L’album All Things Must Pass marque un tournant décisif dans la carrière de George Harrison. Après des années passées dans l’ombre de John Lennon et Paul McCartney, l’ancien Beatle prouve avec éclat qu’il est un compositeur à part entière, capable de produire des œuvres d’une grande profondeur émotionnelle et musicale. Parmi les morceaux les plus marquants de cet opus légendaire, Run Of The Mill occupe une place particulière. Non seulement il s’agit d’un adieu subtil aux Beatles, mais c’est aussi une réflexion introspective sur la responsabilité personnelle et les relations humaines.

Une chanson née du chaos

Run Of The Mill voit le jour dans un contexte de tensions extrêmes au sein des Beatles. La période Let It Be (1969) est marquée par des dissensions profondes, notamment entre Paul McCartney et George Harrison. Ce dernier, fatigué d’être relégué au second plan en tant que compositeur, décide de quitter temporairement le groupe le 10 janvier 1969. Bien que son départ soit de courte durée, il témoigne d’un malaise grandissant.

Les conflits autour de la gestion d’Apple Corps, la maison de disques des Beatles, alimentent également la frustration de Harrison. Paul McCartney impose ses décisions, souvent au détriment de ses camarades, ce que George évoque avec ironie : « Ringo voulait du bleu, John voulait du blanc, Paul voulait du vert et moi, je voulais de l’orange. » Cette phrase illustre le climat chaotique qui régnait alors, où chaque membre tentait d’imposer sa vision au détriment du collectif.

Une introspection musicale et philosophique

Contrairement à d’autres compositions de Harrison de l’époque, qui s’orientent davantage vers la spiritualité et la quête d’un sens supérieur, Run Of The Mill repose sur une thématique plus terre-à-terre : la responsabilité individuelle.

Les paroles soulignent la nécessité d’accepter les conséquences de ses choix :

« Everyone has choice / When to or not to raise their voices / It’s you that decides »

Harrison, alors âgé de seulement 26 ans, prend conscience qu’il doit désormais tracer sa propre route, sans attendre la validation de Lennon et McCartney. Ce message de prise de pouvoir personnel est renforcé par l’un des passages les plus frappants de la chanson :

« I may decide to / Get out with your blessing / Where I’ll carry on guessing »

On y ressent la résignation d’un homme qui sait que son avenir dépend uniquement de lui-même.

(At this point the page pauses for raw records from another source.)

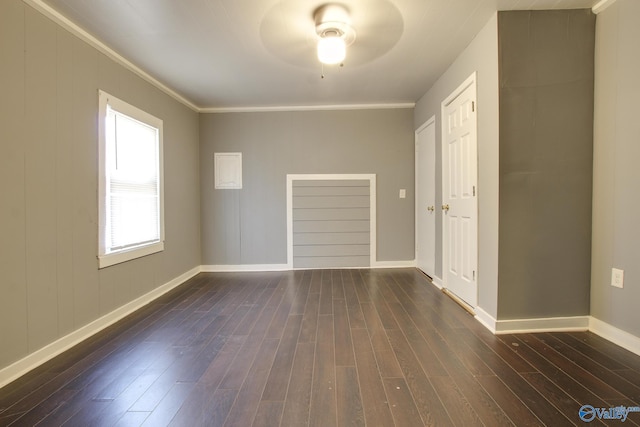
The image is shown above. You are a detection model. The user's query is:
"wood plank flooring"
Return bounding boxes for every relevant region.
[0,269,640,427]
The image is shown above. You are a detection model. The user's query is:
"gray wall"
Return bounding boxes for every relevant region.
[498,9,595,319]
[414,15,498,317]
[591,0,640,337]
[200,109,415,265]
[0,0,200,369]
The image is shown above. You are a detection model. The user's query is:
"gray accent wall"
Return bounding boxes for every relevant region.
[498,9,595,320]
[414,15,498,317]
[200,108,415,265]
[591,0,640,337]
[0,0,200,369]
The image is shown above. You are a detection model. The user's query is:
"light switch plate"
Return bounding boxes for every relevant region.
[611,268,624,288]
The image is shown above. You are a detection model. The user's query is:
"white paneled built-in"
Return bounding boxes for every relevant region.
[287,175,375,268]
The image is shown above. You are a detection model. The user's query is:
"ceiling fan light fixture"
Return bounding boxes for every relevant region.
[313,4,356,65]
[318,34,347,65]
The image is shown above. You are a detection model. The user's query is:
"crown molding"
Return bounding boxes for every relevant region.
[591,0,616,15]
[22,0,416,113]
[22,0,200,112]
[200,102,416,113]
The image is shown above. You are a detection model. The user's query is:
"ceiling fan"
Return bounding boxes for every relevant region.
[260,0,404,68]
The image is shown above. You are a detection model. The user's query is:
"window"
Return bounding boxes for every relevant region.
[98,91,164,268]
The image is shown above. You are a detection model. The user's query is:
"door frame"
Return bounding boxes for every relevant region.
[440,71,480,308]
[414,114,440,282]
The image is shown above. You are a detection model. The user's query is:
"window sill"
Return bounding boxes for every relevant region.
[98,242,164,269]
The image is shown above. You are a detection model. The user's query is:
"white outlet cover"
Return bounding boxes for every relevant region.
[611,268,624,288]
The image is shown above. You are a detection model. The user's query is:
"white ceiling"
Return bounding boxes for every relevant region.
[35,0,598,109]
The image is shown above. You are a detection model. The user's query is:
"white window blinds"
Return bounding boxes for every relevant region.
[99,92,163,267]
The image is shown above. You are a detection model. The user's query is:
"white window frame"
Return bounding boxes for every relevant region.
[98,90,164,268]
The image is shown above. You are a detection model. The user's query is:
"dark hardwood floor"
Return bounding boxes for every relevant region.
[0,269,640,427]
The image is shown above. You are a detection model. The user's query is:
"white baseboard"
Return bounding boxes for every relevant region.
[495,316,589,334]
[474,307,497,334]
[200,264,292,273]
[201,260,416,273]
[371,259,416,268]
[431,276,444,290]
[0,266,200,388]
[475,307,589,334]
[589,316,640,356]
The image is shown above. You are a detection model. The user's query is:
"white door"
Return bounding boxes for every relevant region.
[416,117,436,278]
[441,74,478,307]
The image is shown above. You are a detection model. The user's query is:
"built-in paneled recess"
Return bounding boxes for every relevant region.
[292,180,371,268]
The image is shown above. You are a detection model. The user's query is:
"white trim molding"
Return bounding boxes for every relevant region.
[495,316,589,334]
[589,316,640,356]
[370,259,416,268]
[475,307,590,335]
[474,307,496,334]
[0,266,200,388]
[200,102,416,113]
[22,0,200,112]
[287,173,378,270]
[201,264,291,273]
[591,0,616,15]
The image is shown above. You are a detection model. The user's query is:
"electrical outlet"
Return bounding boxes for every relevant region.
[611,268,624,288]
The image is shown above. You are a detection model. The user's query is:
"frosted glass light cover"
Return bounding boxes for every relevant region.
[318,37,347,64]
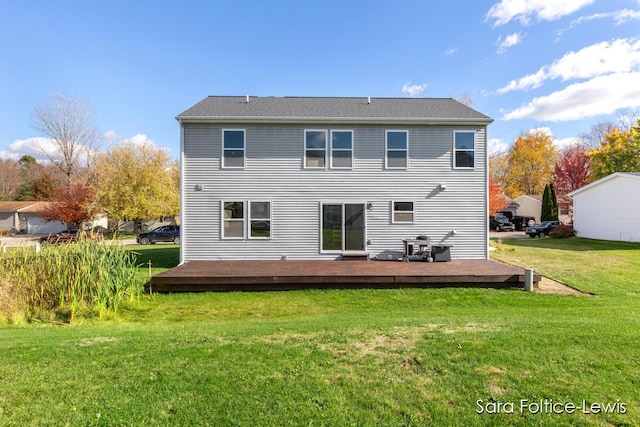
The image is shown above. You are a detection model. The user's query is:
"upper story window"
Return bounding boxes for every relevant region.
[331,130,353,169]
[304,130,327,169]
[453,131,476,169]
[386,130,409,169]
[249,202,271,239]
[222,129,245,168]
[222,202,245,239]
[391,202,415,224]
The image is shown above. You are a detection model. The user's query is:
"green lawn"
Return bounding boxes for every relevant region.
[0,238,640,426]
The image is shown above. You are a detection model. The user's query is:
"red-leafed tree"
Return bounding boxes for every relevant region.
[42,184,93,224]
[553,144,591,195]
[489,174,509,214]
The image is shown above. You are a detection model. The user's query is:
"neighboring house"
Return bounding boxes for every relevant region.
[569,172,640,242]
[176,96,493,262]
[513,194,542,224]
[0,201,67,234]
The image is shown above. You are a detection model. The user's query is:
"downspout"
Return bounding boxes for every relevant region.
[177,119,185,265]
[484,125,490,260]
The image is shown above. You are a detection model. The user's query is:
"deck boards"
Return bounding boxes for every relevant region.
[150,260,540,292]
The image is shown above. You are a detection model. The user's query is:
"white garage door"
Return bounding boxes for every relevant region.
[27,216,67,234]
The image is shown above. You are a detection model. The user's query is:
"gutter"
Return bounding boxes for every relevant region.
[176,116,493,126]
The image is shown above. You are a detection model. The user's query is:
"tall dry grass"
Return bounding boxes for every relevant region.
[0,239,144,322]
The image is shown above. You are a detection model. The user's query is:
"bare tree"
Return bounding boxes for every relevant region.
[0,158,20,200]
[32,94,98,187]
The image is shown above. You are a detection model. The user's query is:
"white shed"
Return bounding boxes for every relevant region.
[569,172,640,242]
[513,194,542,224]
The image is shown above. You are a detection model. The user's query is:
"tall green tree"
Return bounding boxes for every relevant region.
[587,120,640,180]
[540,184,558,221]
[502,131,557,199]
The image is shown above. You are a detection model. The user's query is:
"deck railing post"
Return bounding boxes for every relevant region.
[524,268,533,292]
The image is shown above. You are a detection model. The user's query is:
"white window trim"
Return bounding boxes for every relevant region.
[384,129,409,170]
[302,129,330,170]
[391,200,416,224]
[220,199,247,240]
[329,129,355,170]
[451,130,477,170]
[247,200,273,240]
[220,129,247,169]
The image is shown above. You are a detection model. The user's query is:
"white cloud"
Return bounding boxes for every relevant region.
[503,72,640,122]
[556,9,640,42]
[569,9,640,28]
[104,130,156,146]
[498,39,640,93]
[0,130,156,163]
[485,0,595,27]
[553,136,582,151]
[488,138,510,157]
[527,126,581,151]
[402,82,427,98]
[497,33,524,54]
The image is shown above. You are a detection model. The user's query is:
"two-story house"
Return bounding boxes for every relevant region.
[176,96,492,262]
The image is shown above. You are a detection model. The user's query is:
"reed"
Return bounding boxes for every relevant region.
[0,239,144,323]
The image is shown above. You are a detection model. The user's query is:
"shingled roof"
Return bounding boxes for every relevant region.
[176,96,493,125]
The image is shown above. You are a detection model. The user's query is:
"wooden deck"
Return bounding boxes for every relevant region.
[150,260,540,292]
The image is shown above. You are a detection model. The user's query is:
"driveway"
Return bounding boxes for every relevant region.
[489,231,529,240]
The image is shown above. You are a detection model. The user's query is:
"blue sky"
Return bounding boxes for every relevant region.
[0,0,640,159]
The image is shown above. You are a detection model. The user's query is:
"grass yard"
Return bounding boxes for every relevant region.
[0,239,640,426]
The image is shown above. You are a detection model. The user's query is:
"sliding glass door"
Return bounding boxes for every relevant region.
[320,203,366,252]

Une critique implicite de ses anciens camarades ?

Le titre de la chanson, Run Of The Mill, signifie littéralement « production courante », une expression utilisée dans l’industrie textile du Yorkshire pour désigner quelque chose d’ordinaire. Harrison explique plus tard que ce choix de titre reflète la manière dont ses chansons étaient perçues par ses anciens camarades : sans grande importance. Loin d’être un simple règlement de comptes, la chanson est néanmoins empreinte d’une certaine amertume.

Une instrumentation subtile et raffinée

La version studio de Run Of The Mill, enregistrée entre mai et octobre 1970 sous la houlette de Phil Spector, bénéficie d’une orchestration élégante et épurée. Loin des arrangements grandiloquents qui caractérisent d’autres morceaux de All Things Must Pass, celui-ci repose sur une instrumentation sobre mais efficace.

Aux côtés de Harrison (guitare, chant), on retrouve une équipe de musiciens talentueux :

  • Carl Radle à la basse, ancien collaborateur d’Eric Clapton,
  • Gary Wright au piano, qui deviendra un ami proche de Harrison,
  • Bobby Whitlock à l’harmonium,
  • Jim Price à la trompette et Bobby Keys au saxophone,
  • Jim Gordon à la batterie, futur membre de Derek and the Dominos.

Cette formation donne au morceau une couleur chaleureuse et intime, en parfaite adéquation avec son message introspectif.

Une redécouverte tardive

Si Run Of The Mill est loin d’être la chanson la plus connue de All Things Must Pass, elle bénéficie d’une redécouverte progressive au fil des décennies. Un enregistrement acoustique de la chanson, réalisé par Harrison en mai 1970, apparaît notamment dans le documentaire de Martin Scorsese George Harrison: Living in the Material World (2011) avant d’être publié officiellement sur Early Takes: Volume 1 en 2012.

Ce dépouillement acoustique met en lumière la force des paroles et l’émotion brute qui s’en dégage. On y découvre un Harrison à fleur de peau, seul avec sa guitare, livrant un testament musical empreint de sagesse et de mélancolie.

L’héritage d’un chef-d’œuvre

Au-delà de son contexte historique, Run Of The Mill reste une œuvre universelle, abordant des thèmes intemporels tels que l’acceptation de soi, la responsabilité individuelle et la complexité des relations humaines. Elle témoigne de la maturité artistique et émotionnelle d’un George Harrison qui, affranchi de l’ombre des Beatles, prouve qu’il était bien plus qu’un simple « troisième homme ».

Loin d’être « ordinaire » comme son titre pourrait le laisser croire, cette chanson incarne l’essence même de ce qui fait la grandeur de Harrison : une sincérité désarmante, une mélodie intemporelle et une capacité rare à toucher l’âme de son auditeur.